Andererseits ist mir aber auch die extreme "Geilheit" von Retrievermischlingsrüden aufgefallen, die meine Hündin immer noch nicht in Ruhe lassen und sogar knurren wenn sich die Hündin zur Wehr setzt. Was ich als Hypersexualität interpretiere. Wobei ich die Besitzer auch nicht verstehe die solch ein Verhalten zulassen (das ist unverantwortlich, ignorant, schwach) Mein Rat: Sofort den Besitzer ansprechen den Rüden runterzunehmen oder gegf. den Rüden selber runterziehen und dem Besitzer "übergeben". Meißt liegt es auch einfach an der Erziehung, dass der Hund macht was er will. Oft kommt es bei solchen Rammelaktionen auch zu Kämpfen unter den Rüden, weil die "Triebtäter" extrem aggressiv werden (auch gegenüber den Hündinen) oder andere Rüden akzeptieren das Aufreiten von dem Rüden gar nicht und gehen dazwischen.

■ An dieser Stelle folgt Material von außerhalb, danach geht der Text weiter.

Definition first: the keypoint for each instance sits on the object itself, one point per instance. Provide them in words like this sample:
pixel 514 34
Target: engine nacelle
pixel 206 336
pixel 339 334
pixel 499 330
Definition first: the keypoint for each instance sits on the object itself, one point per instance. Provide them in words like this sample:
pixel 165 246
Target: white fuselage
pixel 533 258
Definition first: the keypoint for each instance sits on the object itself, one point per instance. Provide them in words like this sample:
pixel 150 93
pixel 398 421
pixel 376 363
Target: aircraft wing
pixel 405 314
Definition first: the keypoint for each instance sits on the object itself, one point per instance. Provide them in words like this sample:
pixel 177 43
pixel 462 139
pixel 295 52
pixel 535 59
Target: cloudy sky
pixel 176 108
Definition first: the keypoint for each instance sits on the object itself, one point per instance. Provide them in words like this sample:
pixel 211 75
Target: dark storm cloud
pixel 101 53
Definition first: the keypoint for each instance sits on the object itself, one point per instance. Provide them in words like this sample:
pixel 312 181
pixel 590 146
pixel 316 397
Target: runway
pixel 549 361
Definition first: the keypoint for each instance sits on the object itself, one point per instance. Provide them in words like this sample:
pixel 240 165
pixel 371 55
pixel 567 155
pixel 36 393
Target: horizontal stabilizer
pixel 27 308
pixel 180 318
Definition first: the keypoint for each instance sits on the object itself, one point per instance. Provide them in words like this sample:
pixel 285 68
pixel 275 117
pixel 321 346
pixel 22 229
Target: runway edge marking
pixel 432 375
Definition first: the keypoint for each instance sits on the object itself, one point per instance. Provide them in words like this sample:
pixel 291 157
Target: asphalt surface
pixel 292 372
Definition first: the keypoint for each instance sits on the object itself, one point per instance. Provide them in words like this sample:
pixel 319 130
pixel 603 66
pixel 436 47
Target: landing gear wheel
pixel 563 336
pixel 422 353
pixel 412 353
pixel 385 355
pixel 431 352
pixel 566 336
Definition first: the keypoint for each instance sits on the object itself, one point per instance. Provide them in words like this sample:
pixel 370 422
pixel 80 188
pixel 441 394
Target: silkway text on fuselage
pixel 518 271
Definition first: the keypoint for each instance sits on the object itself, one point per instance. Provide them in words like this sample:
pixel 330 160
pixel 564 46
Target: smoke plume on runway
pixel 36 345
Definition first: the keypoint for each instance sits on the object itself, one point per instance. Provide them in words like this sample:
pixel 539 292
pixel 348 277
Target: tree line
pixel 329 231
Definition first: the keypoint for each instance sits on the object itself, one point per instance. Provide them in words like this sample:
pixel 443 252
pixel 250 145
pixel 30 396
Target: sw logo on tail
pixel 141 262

Die Überzüchtung der Retriever ist mir auch schon aufgefallen, deswegen habe ich mich bei dem Zweithund gegen einen Retriever entschieden. Verhalten was ich bei vielen beobachtet habe: Hyperaktivität, Nervosität aber auch Gegenteilig: ein atmender Teppich, der einfach nur auf der Welt ist.

Das Wesen vom Labrador:
Der Labrador ist ein aktiver und arbeitsfreudiger Hund. Er liebt Menschen, besonders Kinder. Untypisch und laut Standard unerwünschte Eigenschaftern sind Wach- und Schutztrieb sowie Schärfe.
Der Labrador möchte seinem Besitzer gefallen. Die Engländer nennen diese Eigenschaft "will to please". Diese, auch im Rassestandard geforderte Eigenschaft zeichnet vor allem die "Field-Trial-Labradors" aus und ist in der Regel mit einem sensibleren Wesen verbunden.


Das Wesem vom Golden Retriver:
Der Golden Retriever ist ein intelligenter, freudig arbeitender Hund. Grundsätzlich ist die Rasse ruhig, geduldig, aufmerksam und niemals aggressiv. Sein Schutztrieb ist im Vergleich zu anderen Hunderassen – wenn überhaupt – nur rudimentär entwickelt.